『人は背中から老いていく 丸まった背中の改善が、「動ける体」のはじまり』 (野尻 英俊/アスコム)第7回【全7回】
「最近、疲れやすい」「背中が丸くなってきた」と感じていませんか? 実は、人の老化は「背中」から始まると言われています。丸まった背中(脊柱後弯)は、見た目年齢を上げるだけでなく、転倒や骨折、寝たきりのリスクが高まる傾向にあるのです。書籍『人は背中から老いていく 丸まった背中の改善が、「動ける体」のはじまり』(アスコム)は、整形外科専門医、脊椎脊髄外科専門医、脊椎脊髄外科指導医である野尻英俊先生が、「背中の老いのメカニズム」と対策を医学的アプローチで解説します。今回はこの本の中から、健康寿命を延ばし、いつまでも自分の足で元気に歩き続けるために知っておきたいことをご紹介します!
※本記事は野尻 英俊 (著)による書籍『人は背中から老いていく 丸まった背中の改善が、「動ける体」のはじまり』から一部抜粋・編集しました。

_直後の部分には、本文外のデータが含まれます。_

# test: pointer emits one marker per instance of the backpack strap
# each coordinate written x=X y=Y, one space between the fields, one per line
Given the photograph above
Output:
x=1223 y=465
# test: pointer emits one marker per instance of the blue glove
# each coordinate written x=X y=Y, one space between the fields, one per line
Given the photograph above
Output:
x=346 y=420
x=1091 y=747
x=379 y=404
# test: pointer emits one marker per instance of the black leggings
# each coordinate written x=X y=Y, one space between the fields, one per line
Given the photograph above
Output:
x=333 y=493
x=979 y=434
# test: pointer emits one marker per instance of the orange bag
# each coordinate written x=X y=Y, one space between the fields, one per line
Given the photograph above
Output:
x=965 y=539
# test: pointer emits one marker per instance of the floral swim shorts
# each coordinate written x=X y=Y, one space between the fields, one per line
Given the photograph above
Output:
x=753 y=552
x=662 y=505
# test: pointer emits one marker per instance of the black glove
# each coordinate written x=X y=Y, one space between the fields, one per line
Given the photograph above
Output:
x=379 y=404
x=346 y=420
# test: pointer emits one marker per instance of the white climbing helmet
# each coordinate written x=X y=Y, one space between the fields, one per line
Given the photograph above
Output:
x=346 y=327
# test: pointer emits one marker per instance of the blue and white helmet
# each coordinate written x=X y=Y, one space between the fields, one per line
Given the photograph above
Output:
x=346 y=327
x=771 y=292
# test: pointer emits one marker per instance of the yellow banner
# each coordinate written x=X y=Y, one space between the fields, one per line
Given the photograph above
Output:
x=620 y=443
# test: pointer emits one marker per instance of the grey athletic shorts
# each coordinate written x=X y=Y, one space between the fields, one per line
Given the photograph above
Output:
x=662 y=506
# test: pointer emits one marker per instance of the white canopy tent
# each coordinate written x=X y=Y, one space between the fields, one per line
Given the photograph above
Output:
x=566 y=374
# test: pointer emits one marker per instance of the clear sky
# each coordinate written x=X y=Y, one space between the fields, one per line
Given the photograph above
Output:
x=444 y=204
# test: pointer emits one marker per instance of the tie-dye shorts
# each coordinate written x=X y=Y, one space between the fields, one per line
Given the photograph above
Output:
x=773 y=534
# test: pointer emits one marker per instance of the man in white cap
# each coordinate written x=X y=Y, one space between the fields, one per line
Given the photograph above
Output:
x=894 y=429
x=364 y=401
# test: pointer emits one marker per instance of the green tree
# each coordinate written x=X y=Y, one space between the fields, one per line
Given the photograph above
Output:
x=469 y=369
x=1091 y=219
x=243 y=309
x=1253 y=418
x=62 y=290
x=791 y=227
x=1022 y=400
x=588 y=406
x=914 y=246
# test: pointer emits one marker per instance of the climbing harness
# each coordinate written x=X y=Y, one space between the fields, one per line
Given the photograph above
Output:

「背中の老い」の原因として注目されるスーパーオキシドとは
これまで紹介してきた「背中の老い」にまつわる数々の知見は、すべて調査や研究に裏打ちされた医学的根拠のあるものです。想像や憶測による話はいっさい含まれていません。
そんななか、この章の最後に、まだ仮説の段階ながら、おそらくそうであろうという事実をほぼつかみかけている、私自身が中心となって進めている基礎研究を紹介したいと思います。
テーマは、背中の老いと酸化ストレスの関連性です。
私は今から20年ほど前に、「過剰なスーパーオキシドが運動器を変性させる」という仮説を立て、それ以来、変性の原因をコントロールする方法を探り続けています。
スーパーオキシドとは活性酸素の一種で、酸素分子に1個の電子が還元された状態のことを指します。

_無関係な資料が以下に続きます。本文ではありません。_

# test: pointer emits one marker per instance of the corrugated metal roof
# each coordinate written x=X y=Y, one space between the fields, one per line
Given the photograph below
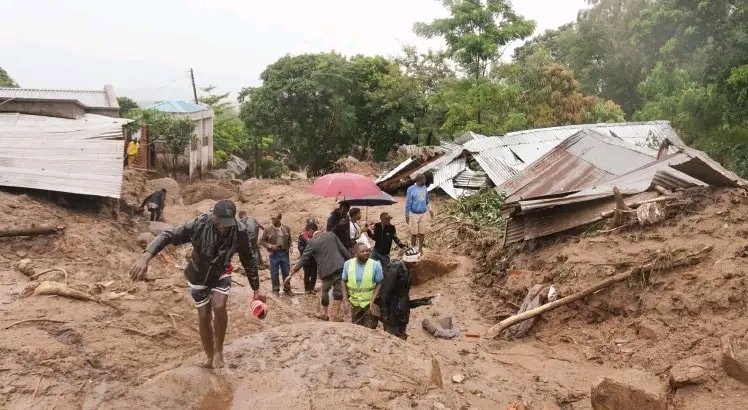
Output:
x=452 y=191
x=470 y=179
x=581 y=161
x=88 y=98
x=82 y=156
x=450 y=146
x=647 y=135
x=539 y=224
x=176 y=106
x=662 y=173
x=395 y=170
x=449 y=171
x=468 y=136
x=493 y=162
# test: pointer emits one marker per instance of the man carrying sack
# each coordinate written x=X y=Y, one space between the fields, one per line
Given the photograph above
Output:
x=362 y=278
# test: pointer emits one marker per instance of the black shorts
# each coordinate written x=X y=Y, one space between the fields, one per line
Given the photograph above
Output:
x=201 y=293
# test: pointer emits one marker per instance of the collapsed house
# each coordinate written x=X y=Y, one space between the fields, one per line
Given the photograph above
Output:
x=543 y=201
x=61 y=140
x=557 y=179
x=475 y=161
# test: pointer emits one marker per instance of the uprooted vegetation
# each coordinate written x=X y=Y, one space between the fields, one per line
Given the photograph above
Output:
x=667 y=297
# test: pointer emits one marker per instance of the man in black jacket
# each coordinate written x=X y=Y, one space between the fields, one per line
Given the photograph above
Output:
x=339 y=223
x=394 y=298
x=215 y=238
x=330 y=254
x=383 y=235
x=156 y=202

このスーパーオキシドが過剰に発生すると、酸化ストレスを引き起こす可能性があり、それが筋力低下や姿勢変化(背中の老い)に関与しているのではないかと考えているのです。
その関係性が明らかになり、原因をコントロールすることができれば、脊柱後弯の新たな治療法を見つけだすことができるかもしれません。

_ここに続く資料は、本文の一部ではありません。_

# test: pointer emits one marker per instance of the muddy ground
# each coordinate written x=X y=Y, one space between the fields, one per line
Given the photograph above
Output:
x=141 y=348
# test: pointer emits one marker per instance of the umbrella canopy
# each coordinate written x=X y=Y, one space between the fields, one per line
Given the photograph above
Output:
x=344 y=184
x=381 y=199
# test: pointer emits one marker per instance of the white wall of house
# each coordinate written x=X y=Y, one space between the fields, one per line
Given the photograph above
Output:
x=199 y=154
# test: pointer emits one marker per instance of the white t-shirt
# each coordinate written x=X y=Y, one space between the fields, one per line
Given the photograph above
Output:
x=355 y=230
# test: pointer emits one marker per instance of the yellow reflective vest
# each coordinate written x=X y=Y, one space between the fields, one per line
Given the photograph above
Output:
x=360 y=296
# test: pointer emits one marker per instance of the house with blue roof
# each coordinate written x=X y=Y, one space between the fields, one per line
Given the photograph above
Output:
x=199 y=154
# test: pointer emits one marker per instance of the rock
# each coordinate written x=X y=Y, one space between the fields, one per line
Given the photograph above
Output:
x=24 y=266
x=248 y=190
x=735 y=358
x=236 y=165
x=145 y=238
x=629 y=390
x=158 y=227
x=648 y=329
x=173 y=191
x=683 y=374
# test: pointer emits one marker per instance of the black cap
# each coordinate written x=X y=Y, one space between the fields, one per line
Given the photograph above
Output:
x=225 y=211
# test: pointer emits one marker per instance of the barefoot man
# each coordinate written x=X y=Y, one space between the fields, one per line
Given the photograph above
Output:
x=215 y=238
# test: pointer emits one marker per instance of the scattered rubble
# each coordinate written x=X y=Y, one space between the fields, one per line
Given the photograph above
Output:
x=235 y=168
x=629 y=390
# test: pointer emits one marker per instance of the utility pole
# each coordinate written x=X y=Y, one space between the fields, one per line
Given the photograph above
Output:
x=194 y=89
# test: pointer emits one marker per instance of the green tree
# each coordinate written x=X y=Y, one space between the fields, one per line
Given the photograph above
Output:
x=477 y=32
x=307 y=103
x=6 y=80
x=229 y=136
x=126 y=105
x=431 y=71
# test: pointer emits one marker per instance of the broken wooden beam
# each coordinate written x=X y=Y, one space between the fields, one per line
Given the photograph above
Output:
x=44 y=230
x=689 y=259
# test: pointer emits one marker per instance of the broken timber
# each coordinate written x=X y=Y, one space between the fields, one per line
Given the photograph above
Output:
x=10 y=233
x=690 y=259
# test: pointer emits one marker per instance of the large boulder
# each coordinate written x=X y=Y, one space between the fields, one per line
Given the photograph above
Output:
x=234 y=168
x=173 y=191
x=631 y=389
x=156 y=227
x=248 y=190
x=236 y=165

SOD1遺伝子欠損マウス(遺伝子操作によって特定の遺伝子を無効化させたマウス)を用いた研究において、細胞質のスーパーオキシドが骨組織に与える影響を調査し、酸化ストレスが骨密度の低下や骨質の劣化を引き起こすことが判明しました。
また、SOD2(ミトコンドリアで発生するスーパーオキシドを分解し、細胞に有害な酸化ストレスを軽減する作用のある抗酸化酵素)を骨格筋で欠損させたマウスモデルを用いた研究では、ミトコンドリア機能不全が運動耐性の低下を引き起こすことが示されました。さらにSOD2は、骨・軟骨・椎間板などの脊椎を編成する組織において、加齢変性を調整していることが解明されました。
つまりこの研究によって、酸化ストレスと運動機能維持に大きな関係がある可能性が示唆されたということです。
この研究はまだ道半ばですが、いつか核心にたどりつくことができると、私は信じて疑っていません。
そのあかつきには、脊柱後弯の新たな治療法を確立し、背中の老いに悩む人たちを、ひとりでも多く救いたいと思っています。
その瞬間が訪れることを、ご期待ください。